提及这个,老人的面色顿时沉下来,怒气冲冲地敲了几下拐杖:“四个不知死活的小年轻!头发染得五颜六色的,看起来就不正经,还对着手机嘻嘻哈哈的,说是在开什么直播,要夜探七号鬼楼一层。”
“昨夜咱们居委会正好安排我值班,我熬到深更半夜,三番五次赶他们走,结果一转眼他们就擅自剪断封条,像泥鳅一样钻进去了!这哪里拦得住?”
楚符顺着老人指的方向看去,果然在凌乱的封条之中,已经有几条贴近地面的被剪断了,前面草草补了一些新的。
“这也太过分了。”楚符真心实意地赞同。
不像他,向来尊老爱幼。
得到旁人的附和,老人越说越来气,皱纹堆积的双眼望向封条之后漆黑无光的区域,眼底浮现出一丝不易察觉的担忧:“直到现在,都过去一天一夜了,一个人都没出来!”

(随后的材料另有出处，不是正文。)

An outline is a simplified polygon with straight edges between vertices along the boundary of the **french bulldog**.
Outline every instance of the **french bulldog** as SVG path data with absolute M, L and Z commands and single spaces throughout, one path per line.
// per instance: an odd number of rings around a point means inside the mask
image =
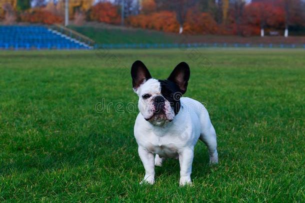
M 182 97 L 190 79 L 188 65 L 181 62 L 166 80 L 152 77 L 136 61 L 131 75 L 140 110 L 134 127 L 145 175 L 140 183 L 154 183 L 154 166 L 166 158 L 179 159 L 180 185 L 192 184 L 194 147 L 198 139 L 208 146 L 210 164 L 218 163 L 216 133 L 208 111 L 200 102 Z

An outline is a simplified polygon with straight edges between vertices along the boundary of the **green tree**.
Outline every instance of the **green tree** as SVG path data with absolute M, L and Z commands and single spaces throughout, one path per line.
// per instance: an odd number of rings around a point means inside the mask
M 26 11 L 30 8 L 31 0 L 17 0 L 17 10 Z

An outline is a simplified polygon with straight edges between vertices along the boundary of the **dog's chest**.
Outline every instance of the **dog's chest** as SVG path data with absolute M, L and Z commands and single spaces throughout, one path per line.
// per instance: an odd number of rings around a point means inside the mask
M 178 158 L 178 143 L 174 140 L 170 140 L 168 136 L 152 136 L 146 142 L 146 149 L 162 157 Z

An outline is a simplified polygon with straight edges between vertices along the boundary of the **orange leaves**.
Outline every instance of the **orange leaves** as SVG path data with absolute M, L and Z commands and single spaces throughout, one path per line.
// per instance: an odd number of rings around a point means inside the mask
M 142 0 L 142 6 L 141 10 L 144 14 L 154 12 L 156 8 L 156 5 L 154 0 Z
M 20 15 L 21 21 L 31 23 L 54 24 L 62 22 L 62 17 L 55 16 L 50 12 L 43 10 L 34 11 Z
M 139 15 L 128 18 L 130 26 L 166 32 L 178 33 L 179 24 L 174 12 L 162 11 L 148 15 Z M 218 26 L 209 14 L 190 10 L 184 24 L 184 33 L 191 34 L 216 33 Z
M 184 25 L 184 33 L 190 34 L 214 34 L 218 32 L 218 25 L 207 13 L 189 10 Z
M 91 19 L 100 22 L 112 24 L 118 24 L 120 15 L 118 14 L 118 7 L 110 2 L 100 2 L 92 8 Z
M 127 21 L 128 25 L 136 28 L 156 30 L 166 32 L 177 32 L 179 25 L 174 13 L 162 11 L 149 15 L 130 16 Z

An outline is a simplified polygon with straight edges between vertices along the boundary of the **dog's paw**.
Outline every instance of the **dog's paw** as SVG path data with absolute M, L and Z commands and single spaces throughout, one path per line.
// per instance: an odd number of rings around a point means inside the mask
M 158 155 L 156 154 L 154 157 L 154 165 L 156 166 L 162 166 L 163 158 L 160 158 Z
M 179 181 L 179 185 L 180 186 L 192 185 L 190 177 L 181 177 Z
M 140 184 L 154 184 L 154 179 L 151 177 L 144 177 L 144 179 L 140 182 Z
M 217 151 L 210 156 L 210 165 L 216 165 L 218 164 L 218 153 Z

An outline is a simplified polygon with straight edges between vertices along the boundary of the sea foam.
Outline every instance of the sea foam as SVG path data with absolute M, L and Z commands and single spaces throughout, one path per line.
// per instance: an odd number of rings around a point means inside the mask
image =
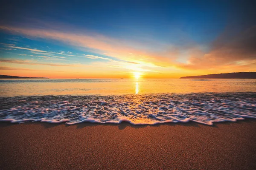
M 0 121 L 212 125 L 256 118 L 256 93 L 42 96 L 0 98 Z

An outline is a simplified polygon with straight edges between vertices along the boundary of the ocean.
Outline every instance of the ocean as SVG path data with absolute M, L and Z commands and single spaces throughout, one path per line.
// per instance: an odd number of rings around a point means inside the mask
M 154 125 L 256 118 L 256 80 L 0 80 L 0 121 Z

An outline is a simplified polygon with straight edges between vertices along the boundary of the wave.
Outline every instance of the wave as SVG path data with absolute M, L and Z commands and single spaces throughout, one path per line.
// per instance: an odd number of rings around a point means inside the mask
M 0 121 L 212 125 L 256 118 L 256 93 L 42 96 L 0 98 Z

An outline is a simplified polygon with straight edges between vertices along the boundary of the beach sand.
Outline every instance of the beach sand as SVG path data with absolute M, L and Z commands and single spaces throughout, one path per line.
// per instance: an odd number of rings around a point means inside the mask
M 153 126 L 0 123 L 5 169 L 256 169 L 256 120 Z

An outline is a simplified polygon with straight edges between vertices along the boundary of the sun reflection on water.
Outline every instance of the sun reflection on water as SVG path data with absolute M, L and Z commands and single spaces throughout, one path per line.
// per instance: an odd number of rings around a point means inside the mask
M 135 94 L 138 94 L 139 93 L 139 83 L 136 82 L 136 85 L 135 87 Z

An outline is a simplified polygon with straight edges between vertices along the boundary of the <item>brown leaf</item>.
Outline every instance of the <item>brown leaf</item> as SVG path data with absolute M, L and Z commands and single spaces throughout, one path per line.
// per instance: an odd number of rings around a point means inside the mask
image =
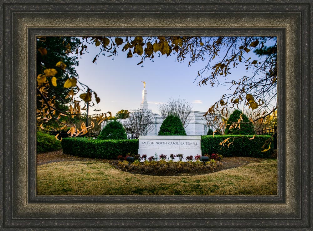
M 115 44 L 117 46 L 123 44 L 123 39 L 121 38 L 116 37 L 115 38 Z

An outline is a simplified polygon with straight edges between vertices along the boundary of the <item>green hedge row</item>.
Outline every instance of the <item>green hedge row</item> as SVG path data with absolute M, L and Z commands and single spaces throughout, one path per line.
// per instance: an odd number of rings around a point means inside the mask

“作孽啊,作孽啊,”老人盘着一串刻着经文的檀木珠串,止不住地叹气,“也不知道他们还出不出得来……”
目送老人步履迟缓地远去,楚符快步走进六号楼,上楼、走连廊,抵达七号楼的电梯内。
在一楼出事之后,电梯里的“1”按钮就被扣掉了,按常理来说人们根本无法坐电梯来到一层。
但是,机器也会有出错的时候。
哪怕负责人员已经尽量将一楼从电梯指令中抹去,楚符也能够调整电梯在运行中犯错的概率,将亿万分之一的概率界定为现实,让电梯“错误”地停在不被保留的楼层。
楚符走进空无一人的电梯,他没有按任何按钮,只是左手拇指漫不经心地抛掷着一枚硬币。